401(k) Business Financing: Why You Shouldn’t Rule It Out Even If Your CPA Advises Against It | Be The Boss

401(k) Business Financing: Why You Shouldn’t Rule It Out Even If Your CPA Advises Against It

Tim A. Seiber, CFE

Date

Mar 21, 2019

A roadblock that we’ve been coming across recently with a number of clients is their CPA/Accountant advising them against using 401(k) financing (ROBS) to finance their franchise location. In most of these cases, it is because the CPA/Accountant is either unfamiliar with the Rollover for Business Startups (ROBS) program or uncomfortable with the tax structure of a C-Corporation.

This is not very encouraging to hear, especially since the ROBS program has been a great way for thousands of franchisee candidates to open their businesses debt-free since it was created by the IRS as part of the ERISA Act of 1974. There are so many benefits and advantages to utilizing this program, it’s a shame that franchisee candidates are being deterred from it due to concerns over the C-Corporation component.

In an effort to dispel any myths and clear the negative air that seems to have surrounded C-Corporations, this article will attempt to educate you on what a C-Corporation is, where the concerns arise, and the advantages when entrepreneurs select this business structure.

What Is a C-Corporation?

Business entities, in the eyes of the Federal Tax Code, are categorized as either Pass-Through or Non-Pass-Through Business Entities, with the main difference being that Pass-Through entities are not required to pay corporate taxes. These include sole proprietorships, partnerships and S-Corporations.

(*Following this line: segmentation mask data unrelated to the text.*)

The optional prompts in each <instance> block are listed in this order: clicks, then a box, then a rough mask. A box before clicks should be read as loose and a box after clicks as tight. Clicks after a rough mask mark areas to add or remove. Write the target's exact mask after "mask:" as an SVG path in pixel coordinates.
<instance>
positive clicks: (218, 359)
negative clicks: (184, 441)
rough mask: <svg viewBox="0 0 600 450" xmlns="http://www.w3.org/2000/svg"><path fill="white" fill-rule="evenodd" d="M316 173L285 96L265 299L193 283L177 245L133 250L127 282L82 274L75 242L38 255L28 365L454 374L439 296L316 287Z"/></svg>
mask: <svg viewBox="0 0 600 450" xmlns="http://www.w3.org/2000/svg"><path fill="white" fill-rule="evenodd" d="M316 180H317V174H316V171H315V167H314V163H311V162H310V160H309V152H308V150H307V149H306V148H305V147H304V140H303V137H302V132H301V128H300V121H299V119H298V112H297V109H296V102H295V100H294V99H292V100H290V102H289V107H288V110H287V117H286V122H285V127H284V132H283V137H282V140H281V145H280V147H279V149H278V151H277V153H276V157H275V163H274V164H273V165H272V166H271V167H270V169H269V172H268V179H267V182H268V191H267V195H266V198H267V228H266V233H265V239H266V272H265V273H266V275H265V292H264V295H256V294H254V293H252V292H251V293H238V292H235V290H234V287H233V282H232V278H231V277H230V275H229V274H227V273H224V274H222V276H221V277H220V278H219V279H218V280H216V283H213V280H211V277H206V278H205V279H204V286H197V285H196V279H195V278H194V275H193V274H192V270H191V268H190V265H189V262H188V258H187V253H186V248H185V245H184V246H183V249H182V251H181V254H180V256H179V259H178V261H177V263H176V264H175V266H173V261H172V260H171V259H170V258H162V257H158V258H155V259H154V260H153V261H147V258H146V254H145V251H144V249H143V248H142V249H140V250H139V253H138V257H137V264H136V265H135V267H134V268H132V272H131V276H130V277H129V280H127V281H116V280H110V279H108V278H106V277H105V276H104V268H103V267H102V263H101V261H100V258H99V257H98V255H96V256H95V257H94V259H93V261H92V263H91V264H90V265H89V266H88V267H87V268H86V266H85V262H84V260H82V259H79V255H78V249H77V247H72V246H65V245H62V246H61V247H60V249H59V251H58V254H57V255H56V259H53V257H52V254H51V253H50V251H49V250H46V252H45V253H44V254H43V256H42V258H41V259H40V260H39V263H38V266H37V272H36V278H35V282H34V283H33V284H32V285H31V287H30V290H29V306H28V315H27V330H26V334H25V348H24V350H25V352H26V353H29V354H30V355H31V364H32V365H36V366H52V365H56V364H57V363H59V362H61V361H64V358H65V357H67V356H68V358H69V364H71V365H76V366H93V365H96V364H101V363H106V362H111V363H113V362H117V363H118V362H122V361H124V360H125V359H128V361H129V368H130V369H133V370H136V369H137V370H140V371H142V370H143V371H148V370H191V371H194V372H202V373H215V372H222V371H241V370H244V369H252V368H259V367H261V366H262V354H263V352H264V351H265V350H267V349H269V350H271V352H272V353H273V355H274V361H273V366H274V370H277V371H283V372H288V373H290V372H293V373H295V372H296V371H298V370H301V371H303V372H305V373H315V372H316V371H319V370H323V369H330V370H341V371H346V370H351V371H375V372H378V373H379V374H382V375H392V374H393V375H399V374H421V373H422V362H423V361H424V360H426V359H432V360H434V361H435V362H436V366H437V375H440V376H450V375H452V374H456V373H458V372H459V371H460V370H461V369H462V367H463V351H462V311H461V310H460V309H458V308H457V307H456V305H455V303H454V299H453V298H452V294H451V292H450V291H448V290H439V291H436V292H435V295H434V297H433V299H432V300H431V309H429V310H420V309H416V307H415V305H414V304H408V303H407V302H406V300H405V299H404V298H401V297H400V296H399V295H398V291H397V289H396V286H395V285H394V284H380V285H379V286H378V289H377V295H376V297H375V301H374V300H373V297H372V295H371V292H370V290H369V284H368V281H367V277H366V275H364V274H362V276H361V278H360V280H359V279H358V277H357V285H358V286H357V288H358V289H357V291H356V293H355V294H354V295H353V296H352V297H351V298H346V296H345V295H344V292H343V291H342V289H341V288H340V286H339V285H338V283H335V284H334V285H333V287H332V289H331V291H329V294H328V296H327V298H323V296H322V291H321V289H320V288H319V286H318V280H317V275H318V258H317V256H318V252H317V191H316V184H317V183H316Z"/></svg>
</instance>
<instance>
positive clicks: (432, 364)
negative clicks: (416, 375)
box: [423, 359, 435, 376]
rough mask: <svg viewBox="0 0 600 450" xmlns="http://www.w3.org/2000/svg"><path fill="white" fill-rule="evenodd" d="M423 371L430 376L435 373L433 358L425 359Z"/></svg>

C-Corporations are Non-Pass-Through entities, completely separate taxpayers from their owners, and subject to the corporate taxes. This is often where pushback from a franchisee’s CPA/Accountant comes in. Because income earned by the C-Corporation is taxed at the corporate level and any distributions made to stockholders (i.e. wages) are taxed at the stockholder’s individual tax bracket, the potential of “Double Taxation” scares off tax advisor’s unfamiliar with the other benefits of the ROBS program.

But this should not be the only consideration when looking at ROBS as a funding option, because while their exists the potential for Double Taxation, there are advantages to the C-Corporation structure for small business owners versus Pass-Through entities.

Advantages of a C-Corporation

Although Pass-Through businesses are not subject to federal corporate income tax, they can still face a substantial tax burden from federal, state, and local taxes.

With last year’s new tax reform and the various tax-benefits available to C-Corporations, the tax disadvantage has been significantly reduced from a few years ago.

The corporate tax rate decreased to 21%, which is lower than the tax rate for pass-through income, and because most individual tax brackets were also decreased, distributions are taxed at a lower rate as well.

Operators of the C-Corporation may also withdraw salaries from the corporation’s profits, which aren’t taxed at the corporate level. If the company pays its employees enough to offset the entire net profit, then no corporate income tax is due, eliminating the “Double Taxation” potential.

But the benefits and allowances a C-Corporation gives a business owner means that the advantages extend much farther than just a lowered tax rate. The ability to shift income and retain earnings within the company for future growth, not being required to coincide their Fiscal Year with the calendar year, deducting 100% of medical premiums, eligible to deduct charitable contributions as a business expense, etc.

And the biggest advantage of all? A C-Corporation is the only business entity that supports ROBS.